Dec. 16th, 1927
I heard word that father sent for me. He was boarding his ship and was headed to the depths below. It’s lonely when he isn’t around. Mother seems to pace and pace without covering much ground. I want to join him, but he speaks to me as if I am too much of a youth to understand. A boy breaking fifteen should be considered a man. I would never break a promise to him, though.

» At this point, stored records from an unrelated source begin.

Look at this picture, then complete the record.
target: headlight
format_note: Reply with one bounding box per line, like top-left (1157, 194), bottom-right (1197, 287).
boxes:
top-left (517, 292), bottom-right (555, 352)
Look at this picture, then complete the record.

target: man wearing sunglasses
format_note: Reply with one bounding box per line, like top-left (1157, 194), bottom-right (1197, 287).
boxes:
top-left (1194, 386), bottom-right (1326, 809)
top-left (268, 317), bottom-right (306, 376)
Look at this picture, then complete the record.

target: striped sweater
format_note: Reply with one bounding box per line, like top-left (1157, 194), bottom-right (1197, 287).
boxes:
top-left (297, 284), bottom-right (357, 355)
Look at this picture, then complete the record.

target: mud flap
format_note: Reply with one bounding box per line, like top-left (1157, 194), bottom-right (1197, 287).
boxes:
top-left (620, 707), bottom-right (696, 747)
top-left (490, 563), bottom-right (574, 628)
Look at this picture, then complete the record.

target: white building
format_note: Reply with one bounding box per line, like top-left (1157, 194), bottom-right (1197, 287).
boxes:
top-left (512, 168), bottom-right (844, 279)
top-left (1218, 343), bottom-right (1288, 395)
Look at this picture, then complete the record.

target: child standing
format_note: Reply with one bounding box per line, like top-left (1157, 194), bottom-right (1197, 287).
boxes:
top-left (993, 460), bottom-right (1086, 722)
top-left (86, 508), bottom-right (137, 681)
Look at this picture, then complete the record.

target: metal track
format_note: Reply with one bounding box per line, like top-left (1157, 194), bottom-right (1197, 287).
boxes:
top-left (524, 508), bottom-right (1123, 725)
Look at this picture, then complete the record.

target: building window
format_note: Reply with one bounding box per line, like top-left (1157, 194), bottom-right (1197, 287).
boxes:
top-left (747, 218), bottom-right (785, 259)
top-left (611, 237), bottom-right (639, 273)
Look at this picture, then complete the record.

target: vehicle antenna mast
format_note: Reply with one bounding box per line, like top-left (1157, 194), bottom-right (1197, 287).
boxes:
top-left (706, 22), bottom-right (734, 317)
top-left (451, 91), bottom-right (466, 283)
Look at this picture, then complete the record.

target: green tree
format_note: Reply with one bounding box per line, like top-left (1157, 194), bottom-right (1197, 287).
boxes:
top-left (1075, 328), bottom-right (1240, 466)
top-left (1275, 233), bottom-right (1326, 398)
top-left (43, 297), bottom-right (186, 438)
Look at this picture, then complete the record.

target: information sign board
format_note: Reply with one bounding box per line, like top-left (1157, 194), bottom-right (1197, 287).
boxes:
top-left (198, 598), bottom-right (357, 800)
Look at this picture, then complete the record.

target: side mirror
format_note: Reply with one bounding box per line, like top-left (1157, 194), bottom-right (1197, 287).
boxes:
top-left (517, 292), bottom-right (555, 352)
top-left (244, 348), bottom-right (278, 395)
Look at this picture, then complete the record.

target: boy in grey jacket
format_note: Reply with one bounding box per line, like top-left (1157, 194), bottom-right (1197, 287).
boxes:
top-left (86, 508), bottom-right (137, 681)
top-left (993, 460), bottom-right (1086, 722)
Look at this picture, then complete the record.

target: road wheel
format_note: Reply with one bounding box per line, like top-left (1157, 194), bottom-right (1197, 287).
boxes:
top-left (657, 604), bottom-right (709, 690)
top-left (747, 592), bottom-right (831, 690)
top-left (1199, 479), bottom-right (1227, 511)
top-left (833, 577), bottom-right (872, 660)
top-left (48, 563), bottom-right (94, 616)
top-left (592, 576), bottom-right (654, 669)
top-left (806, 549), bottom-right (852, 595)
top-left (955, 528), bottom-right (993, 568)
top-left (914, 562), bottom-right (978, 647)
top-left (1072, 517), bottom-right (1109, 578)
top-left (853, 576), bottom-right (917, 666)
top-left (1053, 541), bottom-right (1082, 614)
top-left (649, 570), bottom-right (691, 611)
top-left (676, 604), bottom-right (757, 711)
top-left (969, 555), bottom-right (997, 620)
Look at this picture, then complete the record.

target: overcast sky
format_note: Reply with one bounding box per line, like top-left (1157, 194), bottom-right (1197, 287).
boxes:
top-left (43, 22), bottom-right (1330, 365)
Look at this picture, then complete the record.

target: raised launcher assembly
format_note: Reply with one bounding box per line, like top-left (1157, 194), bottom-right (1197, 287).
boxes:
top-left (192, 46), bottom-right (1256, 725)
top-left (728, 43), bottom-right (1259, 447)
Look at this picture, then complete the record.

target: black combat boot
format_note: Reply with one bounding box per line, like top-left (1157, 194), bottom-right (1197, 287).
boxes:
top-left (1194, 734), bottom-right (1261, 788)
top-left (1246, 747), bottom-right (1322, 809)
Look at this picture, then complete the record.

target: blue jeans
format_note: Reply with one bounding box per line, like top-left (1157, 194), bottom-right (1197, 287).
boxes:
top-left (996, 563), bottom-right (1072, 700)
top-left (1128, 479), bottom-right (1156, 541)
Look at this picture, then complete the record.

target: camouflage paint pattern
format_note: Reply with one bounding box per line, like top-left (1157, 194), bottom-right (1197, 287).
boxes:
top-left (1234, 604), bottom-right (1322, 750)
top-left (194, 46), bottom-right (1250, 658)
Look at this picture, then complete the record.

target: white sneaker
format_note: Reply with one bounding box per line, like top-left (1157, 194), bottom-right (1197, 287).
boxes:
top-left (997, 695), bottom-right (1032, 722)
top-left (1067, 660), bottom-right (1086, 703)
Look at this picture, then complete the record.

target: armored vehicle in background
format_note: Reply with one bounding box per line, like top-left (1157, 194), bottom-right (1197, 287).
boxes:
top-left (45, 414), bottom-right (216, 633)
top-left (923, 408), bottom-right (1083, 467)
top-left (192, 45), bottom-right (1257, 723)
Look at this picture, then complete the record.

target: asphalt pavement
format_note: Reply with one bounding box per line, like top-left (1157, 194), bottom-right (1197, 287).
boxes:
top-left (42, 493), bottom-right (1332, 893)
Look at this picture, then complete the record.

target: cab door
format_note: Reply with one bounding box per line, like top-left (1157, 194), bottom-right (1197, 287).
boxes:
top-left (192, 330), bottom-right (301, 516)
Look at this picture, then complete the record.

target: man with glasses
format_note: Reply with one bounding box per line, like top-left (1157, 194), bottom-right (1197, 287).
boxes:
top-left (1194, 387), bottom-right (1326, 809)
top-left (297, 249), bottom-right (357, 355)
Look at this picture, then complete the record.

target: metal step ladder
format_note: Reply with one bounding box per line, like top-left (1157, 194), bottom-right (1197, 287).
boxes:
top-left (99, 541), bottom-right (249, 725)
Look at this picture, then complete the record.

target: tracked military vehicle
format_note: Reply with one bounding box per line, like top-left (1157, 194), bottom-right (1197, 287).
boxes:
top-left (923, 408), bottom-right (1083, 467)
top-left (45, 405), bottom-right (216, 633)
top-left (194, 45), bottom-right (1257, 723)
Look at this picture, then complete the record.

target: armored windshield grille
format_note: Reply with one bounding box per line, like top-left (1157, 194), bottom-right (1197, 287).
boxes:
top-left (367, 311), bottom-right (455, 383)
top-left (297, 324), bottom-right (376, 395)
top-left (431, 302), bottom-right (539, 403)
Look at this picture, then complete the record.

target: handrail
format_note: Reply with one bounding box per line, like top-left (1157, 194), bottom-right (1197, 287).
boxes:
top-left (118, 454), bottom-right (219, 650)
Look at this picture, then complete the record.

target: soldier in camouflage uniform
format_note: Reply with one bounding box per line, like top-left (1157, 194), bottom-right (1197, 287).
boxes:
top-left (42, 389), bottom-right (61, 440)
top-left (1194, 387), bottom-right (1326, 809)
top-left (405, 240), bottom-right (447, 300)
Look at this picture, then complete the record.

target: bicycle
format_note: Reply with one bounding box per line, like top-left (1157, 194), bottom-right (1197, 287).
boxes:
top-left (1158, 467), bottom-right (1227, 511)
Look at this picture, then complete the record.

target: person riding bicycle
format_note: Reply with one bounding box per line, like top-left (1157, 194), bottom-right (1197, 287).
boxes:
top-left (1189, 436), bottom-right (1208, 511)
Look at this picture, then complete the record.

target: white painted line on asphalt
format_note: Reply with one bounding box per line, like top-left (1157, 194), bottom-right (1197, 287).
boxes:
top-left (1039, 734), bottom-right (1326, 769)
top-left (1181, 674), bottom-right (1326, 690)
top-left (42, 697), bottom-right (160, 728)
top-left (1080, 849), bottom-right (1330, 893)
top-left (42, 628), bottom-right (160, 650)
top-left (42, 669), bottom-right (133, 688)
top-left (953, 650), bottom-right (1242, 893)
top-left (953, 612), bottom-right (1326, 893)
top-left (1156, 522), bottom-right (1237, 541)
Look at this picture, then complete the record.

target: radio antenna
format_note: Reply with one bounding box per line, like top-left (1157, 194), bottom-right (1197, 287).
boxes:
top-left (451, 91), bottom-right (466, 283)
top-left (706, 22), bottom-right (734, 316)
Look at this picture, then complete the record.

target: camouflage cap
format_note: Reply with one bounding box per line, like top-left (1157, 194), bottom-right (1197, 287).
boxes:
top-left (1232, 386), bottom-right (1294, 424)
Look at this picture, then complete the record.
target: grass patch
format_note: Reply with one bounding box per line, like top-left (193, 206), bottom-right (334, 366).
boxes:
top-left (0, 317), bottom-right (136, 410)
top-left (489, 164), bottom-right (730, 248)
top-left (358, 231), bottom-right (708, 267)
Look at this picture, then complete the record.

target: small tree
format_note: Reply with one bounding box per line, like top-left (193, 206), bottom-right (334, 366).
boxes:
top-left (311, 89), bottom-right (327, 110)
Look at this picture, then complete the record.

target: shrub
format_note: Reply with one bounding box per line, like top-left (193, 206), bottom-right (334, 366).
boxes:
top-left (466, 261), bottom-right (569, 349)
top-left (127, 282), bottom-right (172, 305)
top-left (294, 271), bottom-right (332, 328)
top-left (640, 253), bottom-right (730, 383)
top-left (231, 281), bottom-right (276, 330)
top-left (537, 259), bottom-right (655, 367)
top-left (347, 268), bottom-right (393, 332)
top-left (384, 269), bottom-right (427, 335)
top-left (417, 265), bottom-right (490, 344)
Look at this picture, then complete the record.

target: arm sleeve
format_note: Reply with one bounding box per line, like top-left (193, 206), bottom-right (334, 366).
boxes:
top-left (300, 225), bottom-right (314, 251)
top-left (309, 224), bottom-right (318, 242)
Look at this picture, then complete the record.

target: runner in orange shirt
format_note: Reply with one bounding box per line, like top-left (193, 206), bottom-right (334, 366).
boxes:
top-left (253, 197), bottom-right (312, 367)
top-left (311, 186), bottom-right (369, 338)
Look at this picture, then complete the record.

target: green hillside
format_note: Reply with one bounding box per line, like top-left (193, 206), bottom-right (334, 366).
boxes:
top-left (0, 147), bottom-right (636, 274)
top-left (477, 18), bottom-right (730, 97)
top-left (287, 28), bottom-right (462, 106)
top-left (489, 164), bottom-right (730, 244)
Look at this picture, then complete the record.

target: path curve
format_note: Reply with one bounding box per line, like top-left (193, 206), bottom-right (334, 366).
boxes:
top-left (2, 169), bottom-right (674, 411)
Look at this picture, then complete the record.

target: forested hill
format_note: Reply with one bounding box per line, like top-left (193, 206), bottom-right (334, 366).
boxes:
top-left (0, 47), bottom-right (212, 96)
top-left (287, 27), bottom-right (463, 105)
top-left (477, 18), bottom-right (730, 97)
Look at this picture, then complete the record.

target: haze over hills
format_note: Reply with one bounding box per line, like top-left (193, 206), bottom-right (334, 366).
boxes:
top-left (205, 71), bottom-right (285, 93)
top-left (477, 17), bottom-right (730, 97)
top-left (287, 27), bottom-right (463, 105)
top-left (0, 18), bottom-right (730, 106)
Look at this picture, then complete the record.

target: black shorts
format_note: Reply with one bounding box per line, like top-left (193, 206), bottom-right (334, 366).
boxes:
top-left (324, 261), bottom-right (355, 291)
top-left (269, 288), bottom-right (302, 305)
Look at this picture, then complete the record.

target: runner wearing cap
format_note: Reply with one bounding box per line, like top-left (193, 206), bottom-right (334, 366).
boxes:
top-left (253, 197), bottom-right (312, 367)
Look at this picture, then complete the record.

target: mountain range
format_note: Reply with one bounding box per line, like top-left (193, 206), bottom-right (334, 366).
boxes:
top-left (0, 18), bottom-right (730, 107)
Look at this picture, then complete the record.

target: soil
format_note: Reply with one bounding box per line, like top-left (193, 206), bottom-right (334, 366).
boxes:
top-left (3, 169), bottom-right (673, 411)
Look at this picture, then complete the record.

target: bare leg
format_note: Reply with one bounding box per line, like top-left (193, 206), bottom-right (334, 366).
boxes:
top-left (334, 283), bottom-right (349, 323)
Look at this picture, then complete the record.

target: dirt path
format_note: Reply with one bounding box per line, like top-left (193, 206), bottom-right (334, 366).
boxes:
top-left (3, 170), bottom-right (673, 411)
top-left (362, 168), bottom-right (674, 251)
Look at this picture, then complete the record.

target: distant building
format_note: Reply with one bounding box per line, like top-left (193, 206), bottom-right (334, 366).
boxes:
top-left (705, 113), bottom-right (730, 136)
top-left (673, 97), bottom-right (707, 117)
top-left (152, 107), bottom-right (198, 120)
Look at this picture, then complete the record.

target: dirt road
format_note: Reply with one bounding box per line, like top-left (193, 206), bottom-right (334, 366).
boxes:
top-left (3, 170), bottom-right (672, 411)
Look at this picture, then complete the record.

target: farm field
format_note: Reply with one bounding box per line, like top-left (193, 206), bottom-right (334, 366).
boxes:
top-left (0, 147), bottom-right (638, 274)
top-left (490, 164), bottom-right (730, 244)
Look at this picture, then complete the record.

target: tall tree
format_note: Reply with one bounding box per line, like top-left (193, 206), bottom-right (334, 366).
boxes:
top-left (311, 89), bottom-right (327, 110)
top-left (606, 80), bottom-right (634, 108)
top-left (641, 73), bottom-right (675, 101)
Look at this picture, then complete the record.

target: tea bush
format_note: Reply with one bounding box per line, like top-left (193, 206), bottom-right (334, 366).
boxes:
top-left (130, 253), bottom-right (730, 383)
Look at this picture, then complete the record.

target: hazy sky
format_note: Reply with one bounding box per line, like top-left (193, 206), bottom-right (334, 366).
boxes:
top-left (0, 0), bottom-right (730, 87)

I find such joy in his line of work. I know I will do what he does when he allows it. Submarines are the future of war machines. The way you can just plunge into the water and attack the enemy unknowingly. My dad is a true pioneer. I got to step into it last year with my mom. It was hard to walk up to the pier. It was even harder getting into the thing with such a small opening at the top. I can still remember the large writing on the side, S-4, deemed the sharpest one of its kind. My dad will be proud when I learn to drive one of those around.
I just wish he’d relocated us with him. He is all the way up near Massachusetts, while we sit and wait in Virginia. I want to be like him so badly. He gets to do what he loves every single day. I just get to hear mother sob and belly-ache all the time. I guess having a man like my dad and missing him so bad leaves her all shook up.
Just imagine how it would be floating in the middle of the ocean and sitting on top of that machine. I bet my dad does that everyday when he gets the chance. Imagine being underwater with the fish and the whales. I’ve never even seen a whale! Just the whale and the submarine, neck and neck, trying to see who can hold their breath the longest. I bet my dad would win.
Sometimes, I like to draw the ship underwater. I draw the fish, whales, and my dad in the window of the ship. I always draw myself in one of the windows doing all the work he does. He smiles at me, and I smile to him. We see who can hold their breath the longest, we beat the whales, but we tie. I send him those pictures to pin up inside the submarine. I wonder if he ever puts them up?
My dad, his ship, I don’t think there is anything stronger. A man made of metal. A ship made of metal.
Dec. 17th, 1927
I drew a picture today.
I was diving into the water to save him. He didn’t hold his breath. I won, but I never wanted to win. I wanted to tie. I drew the whales coming together to lift the ship, but they were too weak. I wanted to save him. Mommy told me you went under. They said it was an accident. I still think you are holding your breath down there, beating the whales and fish. I hope you hold your breath until you come up. I hope you see all the pictures I drew up in the ship. I know you can make it because you are made of stronger metal than that tin box you sat in. I don’t want to be the man of the house. I need you, dad.